Te słowa były trochę dziwne, ale Lily zbyt przepełniona euforią nie zwróciął na to większej uwagi.
- Nigdy nie zwątpię, przysięgam. - odpowiedziała patrząc mu w oczy.
- Że zawsze będziesz o tym pamiętać. Że nigdy bym cię nie oszukał, nie zdradził ani nie zrobił niczego celowo co mogłoby cię w jakiś sposób zranić.
- Obiecuję.
- Że zrobię wszystko by cię chronić. Nawet jeśli musiałbym sam sobie wyrwać serce z piersi. - Lily patrzyła jak urzeczona w jego oczy.
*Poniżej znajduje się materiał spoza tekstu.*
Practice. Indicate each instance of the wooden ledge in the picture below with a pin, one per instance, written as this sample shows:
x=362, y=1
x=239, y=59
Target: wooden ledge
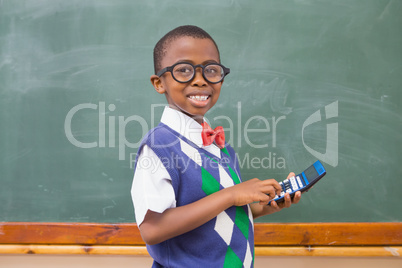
x=271, y=239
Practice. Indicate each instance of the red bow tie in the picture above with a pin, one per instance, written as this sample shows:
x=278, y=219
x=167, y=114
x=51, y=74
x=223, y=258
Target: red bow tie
x=209, y=135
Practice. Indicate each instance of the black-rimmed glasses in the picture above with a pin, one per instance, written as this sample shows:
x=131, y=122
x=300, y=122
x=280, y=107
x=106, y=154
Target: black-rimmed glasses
x=184, y=72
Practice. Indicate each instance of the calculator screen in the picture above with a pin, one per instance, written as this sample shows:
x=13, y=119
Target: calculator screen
x=311, y=173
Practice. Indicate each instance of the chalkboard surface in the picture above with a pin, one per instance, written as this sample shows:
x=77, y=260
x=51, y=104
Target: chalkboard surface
x=310, y=79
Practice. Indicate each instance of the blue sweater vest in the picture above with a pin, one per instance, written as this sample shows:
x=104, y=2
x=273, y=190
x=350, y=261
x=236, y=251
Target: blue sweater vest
x=225, y=241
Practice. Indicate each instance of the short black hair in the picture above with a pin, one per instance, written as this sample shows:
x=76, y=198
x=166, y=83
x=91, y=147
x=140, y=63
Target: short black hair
x=181, y=31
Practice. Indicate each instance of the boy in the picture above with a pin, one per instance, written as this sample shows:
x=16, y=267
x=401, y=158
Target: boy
x=191, y=207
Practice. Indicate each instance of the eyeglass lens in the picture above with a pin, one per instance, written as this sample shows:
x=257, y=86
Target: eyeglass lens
x=184, y=72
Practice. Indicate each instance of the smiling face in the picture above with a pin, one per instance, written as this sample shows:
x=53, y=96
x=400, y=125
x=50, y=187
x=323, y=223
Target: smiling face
x=197, y=96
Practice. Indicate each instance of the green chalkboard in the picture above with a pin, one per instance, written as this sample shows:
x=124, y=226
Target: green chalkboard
x=310, y=79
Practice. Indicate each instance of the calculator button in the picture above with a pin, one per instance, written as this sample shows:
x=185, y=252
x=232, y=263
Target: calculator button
x=299, y=181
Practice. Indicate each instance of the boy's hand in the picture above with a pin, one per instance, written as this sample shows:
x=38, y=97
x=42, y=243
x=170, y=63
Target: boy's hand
x=254, y=190
x=263, y=208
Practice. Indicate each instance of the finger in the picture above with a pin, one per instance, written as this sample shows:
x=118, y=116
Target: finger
x=288, y=200
x=296, y=198
x=291, y=174
x=276, y=185
x=274, y=205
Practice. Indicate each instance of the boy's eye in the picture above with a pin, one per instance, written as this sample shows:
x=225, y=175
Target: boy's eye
x=183, y=69
x=213, y=70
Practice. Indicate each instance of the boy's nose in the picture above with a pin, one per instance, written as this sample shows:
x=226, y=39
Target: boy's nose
x=198, y=79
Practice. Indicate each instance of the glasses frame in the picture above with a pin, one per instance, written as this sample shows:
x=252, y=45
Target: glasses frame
x=226, y=71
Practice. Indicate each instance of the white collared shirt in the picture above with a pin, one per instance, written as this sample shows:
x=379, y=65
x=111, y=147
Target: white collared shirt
x=152, y=188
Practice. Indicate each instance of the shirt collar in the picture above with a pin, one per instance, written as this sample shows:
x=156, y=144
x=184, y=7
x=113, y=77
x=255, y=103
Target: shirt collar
x=183, y=124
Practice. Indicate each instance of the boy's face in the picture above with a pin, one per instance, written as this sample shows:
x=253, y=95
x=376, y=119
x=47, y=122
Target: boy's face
x=183, y=96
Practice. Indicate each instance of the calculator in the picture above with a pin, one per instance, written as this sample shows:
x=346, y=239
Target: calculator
x=301, y=182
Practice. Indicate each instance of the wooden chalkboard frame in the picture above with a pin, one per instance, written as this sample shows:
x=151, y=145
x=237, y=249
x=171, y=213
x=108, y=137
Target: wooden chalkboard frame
x=271, y=239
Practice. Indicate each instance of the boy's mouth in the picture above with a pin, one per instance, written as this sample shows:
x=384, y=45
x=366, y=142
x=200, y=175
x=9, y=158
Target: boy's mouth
x=199, y=100
x=199, y=97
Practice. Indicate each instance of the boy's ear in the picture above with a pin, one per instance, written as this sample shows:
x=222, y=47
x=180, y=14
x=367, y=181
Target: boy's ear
x=157, y=83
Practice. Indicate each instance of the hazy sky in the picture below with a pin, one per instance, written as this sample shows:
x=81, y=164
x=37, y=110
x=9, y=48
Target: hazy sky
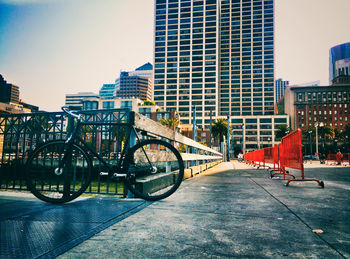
x=53, y=47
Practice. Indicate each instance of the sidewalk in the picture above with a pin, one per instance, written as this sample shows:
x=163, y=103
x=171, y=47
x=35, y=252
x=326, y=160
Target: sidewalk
x=233, y=211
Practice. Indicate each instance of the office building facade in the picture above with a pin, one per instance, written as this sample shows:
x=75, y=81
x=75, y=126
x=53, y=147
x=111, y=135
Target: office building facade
x=76, y=100
x=9, y=93
x=216, y=55
x=133, y=86
x=315, y=104
x=108, y=91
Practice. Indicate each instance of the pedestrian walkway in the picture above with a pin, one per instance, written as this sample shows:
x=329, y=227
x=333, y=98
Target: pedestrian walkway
x=234, y=211
x=230, y=211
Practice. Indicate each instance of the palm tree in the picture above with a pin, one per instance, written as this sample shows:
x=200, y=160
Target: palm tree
x=219, y=129
x=345, y=137
x=147, y=102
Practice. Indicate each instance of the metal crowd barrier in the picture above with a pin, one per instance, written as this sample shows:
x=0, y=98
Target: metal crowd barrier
x=286, y=155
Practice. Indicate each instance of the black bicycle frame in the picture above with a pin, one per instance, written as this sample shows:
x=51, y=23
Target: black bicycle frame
x=75, y=136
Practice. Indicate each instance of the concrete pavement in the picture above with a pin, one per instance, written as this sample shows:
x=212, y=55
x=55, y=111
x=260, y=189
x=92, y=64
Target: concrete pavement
x=234, y=211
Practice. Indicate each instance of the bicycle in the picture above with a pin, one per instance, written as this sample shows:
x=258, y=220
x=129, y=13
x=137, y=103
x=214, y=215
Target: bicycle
x=60, y=170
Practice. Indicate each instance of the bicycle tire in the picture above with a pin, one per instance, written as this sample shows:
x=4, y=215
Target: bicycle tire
x=147, y=184
x=47, y=184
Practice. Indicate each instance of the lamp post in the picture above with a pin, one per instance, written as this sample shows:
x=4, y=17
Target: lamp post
x=316, y=126
x=322, y=136
x=228, y=138
x=310, y=133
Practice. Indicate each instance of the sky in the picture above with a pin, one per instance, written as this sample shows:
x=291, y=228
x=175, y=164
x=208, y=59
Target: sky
x=50, y=48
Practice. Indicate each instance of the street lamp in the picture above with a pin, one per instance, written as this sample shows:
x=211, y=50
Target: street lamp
x=228, y=138
x=316, y=126
x=242, y=125
x=310, y=132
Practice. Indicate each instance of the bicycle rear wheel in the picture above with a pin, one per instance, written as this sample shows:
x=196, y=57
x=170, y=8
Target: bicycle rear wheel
x=154, y=169
x=54, y=176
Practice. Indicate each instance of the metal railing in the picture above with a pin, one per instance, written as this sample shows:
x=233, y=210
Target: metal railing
x=21, y=133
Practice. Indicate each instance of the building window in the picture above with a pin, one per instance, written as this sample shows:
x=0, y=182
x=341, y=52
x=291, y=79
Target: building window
x=126, y=104
x=108, y=105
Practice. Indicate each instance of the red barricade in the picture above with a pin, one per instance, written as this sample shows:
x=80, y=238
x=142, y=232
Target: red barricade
x=291, y=156
x=335, y=158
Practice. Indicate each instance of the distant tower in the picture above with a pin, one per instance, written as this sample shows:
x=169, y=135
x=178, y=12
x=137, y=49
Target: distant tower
x=9, y=93
x=280, y=87
x=339, y=61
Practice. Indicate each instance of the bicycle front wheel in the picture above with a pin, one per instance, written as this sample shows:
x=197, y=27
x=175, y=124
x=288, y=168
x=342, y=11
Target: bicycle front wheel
x=154, y=168
x=57, y=176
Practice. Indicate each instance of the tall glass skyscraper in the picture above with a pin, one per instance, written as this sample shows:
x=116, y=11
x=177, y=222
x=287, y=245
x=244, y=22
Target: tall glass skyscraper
x=216, y=55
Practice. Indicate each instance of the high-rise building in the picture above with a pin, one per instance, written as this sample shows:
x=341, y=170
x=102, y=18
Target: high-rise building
x=218, y=55
x=339, y=61
x=135, y=87
x=76, y=99
x=280, y=87
x=133, y=84
x=9, y=93
x=145, y=70
x=215, y=54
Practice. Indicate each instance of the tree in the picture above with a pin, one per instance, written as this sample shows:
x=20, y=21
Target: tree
x=345, y=137
x=219, y=129
x=282, y=131
x=147, y=102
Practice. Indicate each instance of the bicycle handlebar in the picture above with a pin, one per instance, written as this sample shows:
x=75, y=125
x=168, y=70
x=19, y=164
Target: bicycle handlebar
x=71, y=113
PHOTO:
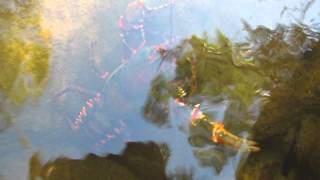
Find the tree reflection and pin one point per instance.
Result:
(268, 81)
(137, 161)
(24, 52)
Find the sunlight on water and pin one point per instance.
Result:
(192, 89)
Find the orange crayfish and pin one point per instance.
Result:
(220, 135)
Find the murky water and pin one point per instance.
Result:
(168, 89)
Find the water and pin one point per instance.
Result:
(86, 71)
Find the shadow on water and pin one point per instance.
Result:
(137, 161)
(271, 84)
(24, 56)
(268, 84)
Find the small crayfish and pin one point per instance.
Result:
(220, 135)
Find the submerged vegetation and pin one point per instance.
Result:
(271, 86)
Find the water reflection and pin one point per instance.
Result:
(137, 161)
(24, 52)
(132, 71)
(268, 71)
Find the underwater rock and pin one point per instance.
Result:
(138, 161)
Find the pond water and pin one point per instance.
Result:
(85, 77)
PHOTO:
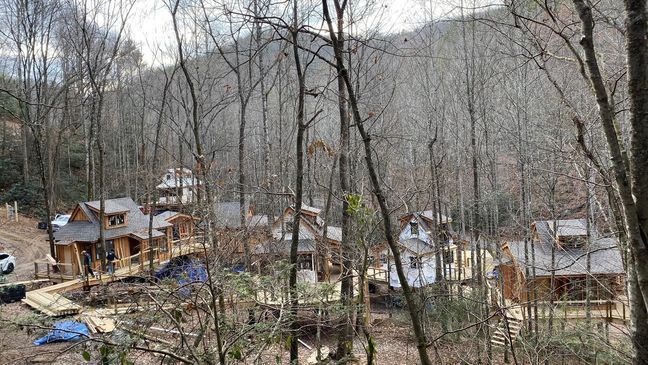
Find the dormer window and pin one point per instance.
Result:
(414, 228)
(116, 220)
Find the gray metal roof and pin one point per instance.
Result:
(417, 246)
(88, 231)
(334, 233)
(111, 206)
(283, 247)
(605, 258)
(166, 215)
(435, 217)
(178, 177)
(563, 227)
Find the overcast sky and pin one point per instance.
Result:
(150, 24)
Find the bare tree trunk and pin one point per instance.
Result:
(413, 305)
(345, 341)
(299, 180)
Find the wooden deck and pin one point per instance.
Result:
(49, 300)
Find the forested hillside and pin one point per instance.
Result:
(496, 115)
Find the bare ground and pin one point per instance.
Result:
(26, 242)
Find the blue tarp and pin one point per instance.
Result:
(185, 270)
(64, 331)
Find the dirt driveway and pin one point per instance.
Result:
(26, 242)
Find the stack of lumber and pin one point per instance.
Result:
(52, 304)
(123, 308)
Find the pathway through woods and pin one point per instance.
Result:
(26, 242)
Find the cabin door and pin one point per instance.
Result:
(134, 247)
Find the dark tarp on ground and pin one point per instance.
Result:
(64, 331)
(12, 293)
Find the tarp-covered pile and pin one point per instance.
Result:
(64, 331)
(185, 271)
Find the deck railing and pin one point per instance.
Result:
(44, 269)
(610, 310)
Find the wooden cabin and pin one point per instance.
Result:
(319, 257)
(566, 240)
(182, 224)
(419, 252)
(126, 230)
(178, 187)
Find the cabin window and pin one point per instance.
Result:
(414, 228)
(415, 262)
(448, 256)
(288, 224)
(116, 220)
(572, 241)
(162, 244)
(110, 245)
(305, 262)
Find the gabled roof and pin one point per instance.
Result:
(417, 246)
(283, 247)
(174, 178)
(111, 206)
(228, 215)
(429, 215)
(88, 231)
(563, 228)
(605, 258)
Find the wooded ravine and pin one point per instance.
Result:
(304, 182)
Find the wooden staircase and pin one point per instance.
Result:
(508, 328)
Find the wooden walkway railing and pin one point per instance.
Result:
(44, 269)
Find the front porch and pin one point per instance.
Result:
(136, 261)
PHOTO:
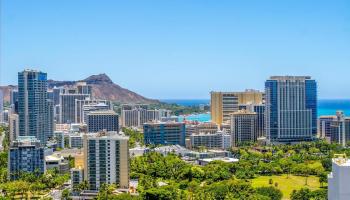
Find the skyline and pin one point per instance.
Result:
(179, 50)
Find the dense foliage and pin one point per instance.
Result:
(164, 177)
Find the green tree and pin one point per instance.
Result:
(271, 192)
(65, 194)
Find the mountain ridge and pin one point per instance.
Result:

- Obiecuję. - szepnęła, po czym on wpił się w jej usta co najmniej jakby była lekarstwem ja jakąs śmiertelną chorobę.
- Kocham cię. Zawsze będę cię kochał.
Sam nie wiedział skąd mu się to tak nagle wzięło. Te wyznania i obietnice. Po prostu czuł, że musi jej to wszystko powiedziec, właśnie teraz, po tym co sie między nimi wydarzyło.
- Ja też będę cię kochać. Do samej śmierci. - szepnęła tuląc go mocno. Jego zapach wrył jej się w pamięć. Była pewna, że teraz rozpoznałaby go na końcu świata nawet po całych wiekach.
Odsunął się z uśmiechem by na nią spojrzeć.
- Pobierzemy się, więc nie będziesz miała wyboru. - zaśmiał się z jej miny. Po chwili sama też się uśmiechnęła.
- No w sumie masz rację. - powiedziała cmokając go w czubek nosa. - Ale chyba musimy już wracać. - zauwazyła.
- Dlaczego?
- Bo nie wróciliśmy na noc do swoich łóżek. Pewnie razem siedzą i wypatrując nas na wszelkie możliwe sposoby.
- Wiedzą, że nic nam nie jest. - powiedział z całą pewnośćią.
- James, nie było nas całą noc, rano tez się z nimi nie widzieliśmy.
- My ich nie widzieliśmy, ale oni nas z całą pewnościę. - powiedział tajemniczo się uśmiechjąc.
- Co to ma niby znaczyć?
- Och Lily. - westchnął z Uśmiechem. - Masz naprawdę bardzo zdolnego chłopaka. Jakieś... dwa lata temu narysowaliśmy mapę, na której widnieje cały zamek Hogwart i tereny do niego przylegające. Rzucilismy na ten skrawek pergaminu zaklęcie, które ujawnia nam każdego kto znajduje się na terenie szkoły. Jego dokładne położenie w danej chwili. Jestem całkowicie pewny, że Syriusz i reszta właśnie teraz wpatrują się w dwie małe kropeczki opatrzone naszymi imionami i nazwiskami.
Lily była pod niemałym zaskoczeniem ale i jej spojrzenie wyrażało podziw.
- No proszę, naprawdę jestes zdolny. - zaśmiała się kiedy wyprostował się dumny. - Ale wracajmy już naprawde.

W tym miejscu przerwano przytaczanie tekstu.